Although the Industrial Revolution has become synonymous with the factory system, this was no British or 18th-century invention. China’s huge porcelain works at Jingdezhen predate Europe’s factories by several centuries, supplying the world with high-quality mass-produced ceramics. Europe’s factories were different: they emerged out of extensive manufacturing in workshops and homes, clustered together in what historians later described as ‘proto-industrial communities’. These communities were also knowledge economies. They fostered new technologies and higher productivity. Drawn from those communities, the workforce in many industries – but especially in textiles – was also comprised of women and children: cheap labour with nimble fingers.
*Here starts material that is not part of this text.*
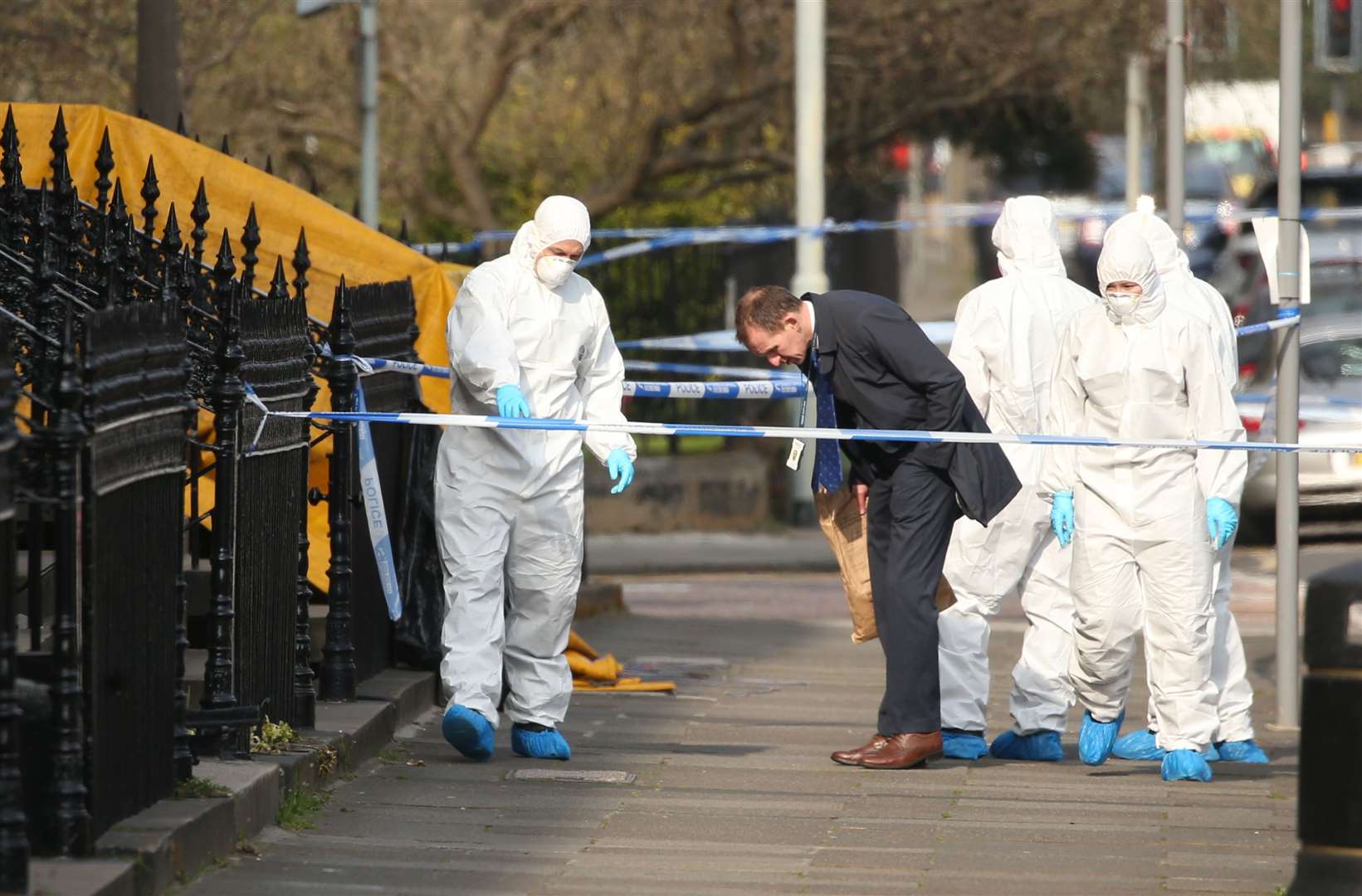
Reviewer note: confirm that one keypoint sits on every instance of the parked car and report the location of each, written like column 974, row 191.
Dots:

Although the Industrial Revolution kickstarted sustained economic growth it did not bring equality.
‘It was really a financial revolution’
Pat Hudson is Emeritus Professor of History at Cardiff University
The term ‘Industrial Revolution’ refers to a gradual but cumulative expansion of the British economy in the 18th and early 19th centuries, associated above all with technological innovations in industry, including the rise of steam power and factory production. Yet the Industrial Revolution was not actually all that industrial. According to the best estimates we have, reliable as a rough guide, industry accounted for 36 per cent of Britain’s GDP in 1600, 41 per cent in 1700 after which, although manufacturing was growing significantly, the share of industry fell back to 33 per cent in 1801, growing only to 36 per cent by 1841. Services accounted for 23 per cent in 1600, 32 per cent in 1700, 36 per cent in 1801, and 42 per cent in 1841. Change was driven by expanding trade and shipping, creating new demand for British manufactures overseas. Financial services accounted for a relatively small portion of services (about two per cent of GDP throughout) but it was the fastest growing sector between 1700 and 1860 and an important causal factor in everything that was happening.
The Industrial Revolution was characterised by a financial revolution that started earlier and lasted longer. Led by the City of London, this ultimately transformed the British economy into a highly financialised vehicle of imperial investment and control, which was the key to its manufacturing strength for a century. The state played a fundamental role in promoting trade and financialisation in the 18th century through protectionism, military intervention, and by creating and supporting institutions, especially the Bank of England, that ultimately guaranteed the credibility (and, therefore, stability) of a vast national and international credit and investment system. Millions of enslaved Africans were shipped to the Americas. Their labour produced the sugar, tobacco, cotton, coffee, rice, indigo, and mahogany that enriched British elites and created a new consumer-oriented manufacturing culture. Financial services, fractional deposit banking, multiplex financial transfers, marine insurance, and the mobilisation of real estate and enslaved people as collateral for debt were all essential to this process. Financialisation has remained the key characteristic of the British economy ever since, buttressed by imperialism in the 19th century and by international capital flows and markets in international debt thereafter.